130x$300x60 = $2,340,000. Offer is open to seller financing. Asking price is $2,300,000.
Income:
$400,000 (avereage over past three years, supposedly hire now)
Expenses:
Taxes: $50,000
Insurance: $60,000 (incredibly high due to slip and fall claim, I’m in the process of getting quotes from other providers)
Trash: $17,000
Maintence/Wages/Payroll Taxes: $100,000 (again, super high and can easily be reduced with better management)
Water: $10,000
Repairs and Maintenance: $50,000
Permits and Licensing: $3,000
Net: $110,000
I have yet to go to bootcamp, so I may be missing something in the numbers. Any advice or tips are greatly appreciated. My experience is mainly with multifamily buildings.
I’m not an authority on the MHP biz, but I do understand arithmetic.
There’s just no way it can pass the “Sensibility Test”. With a 2/3 LTV loan, there’s no way you can make the loan payments out of 110K. The loan pmts, alone would probably be 1/3 more than that…
Here’s my approach to a sensibility check: Start with the income you require. Add the payments that the park will support In addition to the income required. That is the cash flow required from the park.

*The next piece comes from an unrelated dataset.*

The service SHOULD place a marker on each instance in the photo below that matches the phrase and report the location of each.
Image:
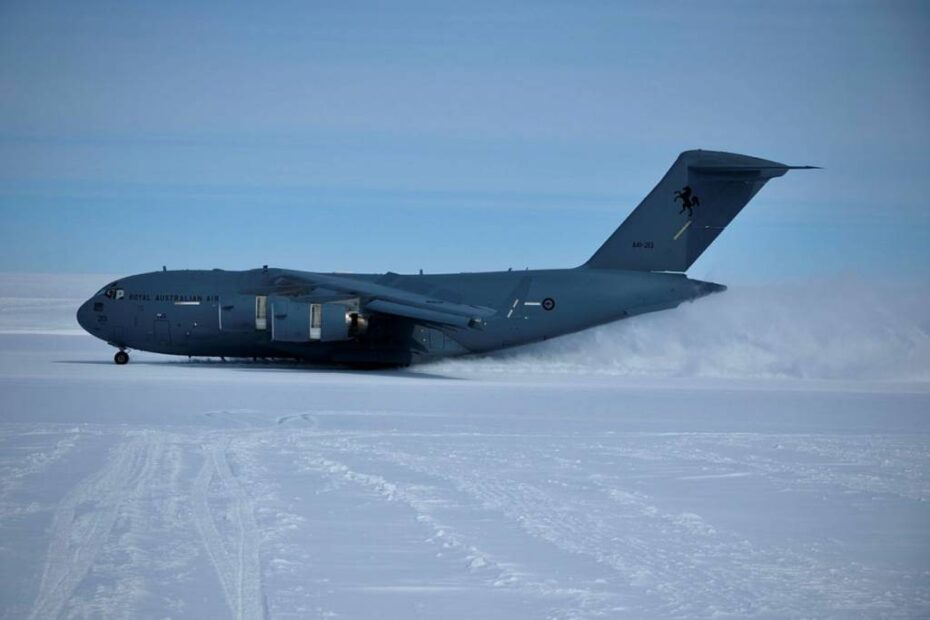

If the park won’t yield that cash flow, you must buy the park at a lower purchase price, so that (after down payment), and after annual debt service, you’ll still have the income you require.
If you can’t make a deal on that basis, it’s best to move on.
Also keep in mind that it’s always better to allow for unexpected results that are worse than you plan. An $80,000 income can quickly become a $50,000 income (or worse).
And always assume that the figures provided by the owners are lies. Ya gotta pass those figures through a “common sense” filter, and add expenses that they “forgot to mention”, or “didn’t amount to much”.